Ideology and Evolution in Nineteenth Century Britain: Embryos, Monsters, and Racial and Gendered Others in the Making of Evolutionary Theory and Culture
ISBN: 9780429467042
Platform/Publisher: Taylor & Francis / Routledge
Digital rights: Users: Unlimited; Printing: Unlimited; Download: Unlimited



Written over several decades and collected together for the first time, these richly detailed contextual studies by a leading historian of science examine the diverse ways in which cultural values and political and professional considerations impinged upon the construction, acceptance and applications of nineteenth century evolutionary theory. They include a number of interrelated analyses of the highly politicised roles of embryos and monsters in pre- and post- Darwinian evolutionary theorizing, including Darwin's; several studies of the intersection of Darwinian science and its practitioners with issues of gender, race and sexuality, featuring a pioneering contextual analysis of Darwin's theory of sexual selection; and explorations of responses to Darwinian science by notable Victorian women intellectuals, including the crusading anti-feminist and ardent Darwinian, Eliza Lynn Linton, the feminist and leading anti-vivisectionist Frances Power Cobbe, and Annie Besant, the bible-bashing, birth-control advocate who confronted Darwin's opposition to contraception at the notorious Knowlton Trial.

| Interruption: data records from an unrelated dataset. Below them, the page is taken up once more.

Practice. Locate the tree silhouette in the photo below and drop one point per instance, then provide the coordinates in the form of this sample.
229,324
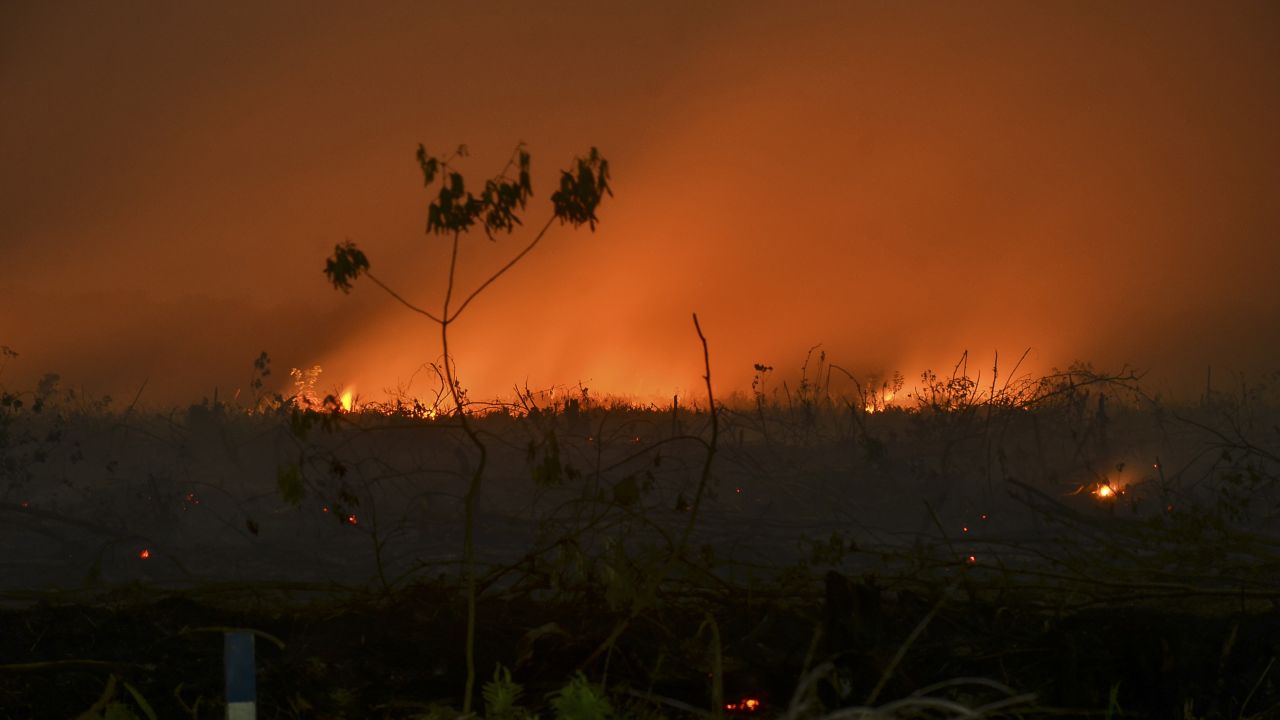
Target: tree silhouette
456,212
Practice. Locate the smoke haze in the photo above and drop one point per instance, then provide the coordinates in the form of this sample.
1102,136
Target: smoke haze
900,183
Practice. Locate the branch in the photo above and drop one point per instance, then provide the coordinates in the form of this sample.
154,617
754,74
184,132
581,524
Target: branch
499,273
405,302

Evelleen Richards is Honorary Professor in the School of History and Philosophy of Science, University of Sydney. She has published widely on the social analysis of contemporary scientific and medical controversies, with particular reference to the sociology of clinical trials and on the contextual history of evolutionary biology. Her most recent book, Darwin and the Making of Sexual Selection (2017), won the 2018 Suzanne J. Levinson Prize, awarded biennially by the History of Science Society for the "best book in the history of the life sciences and natural history".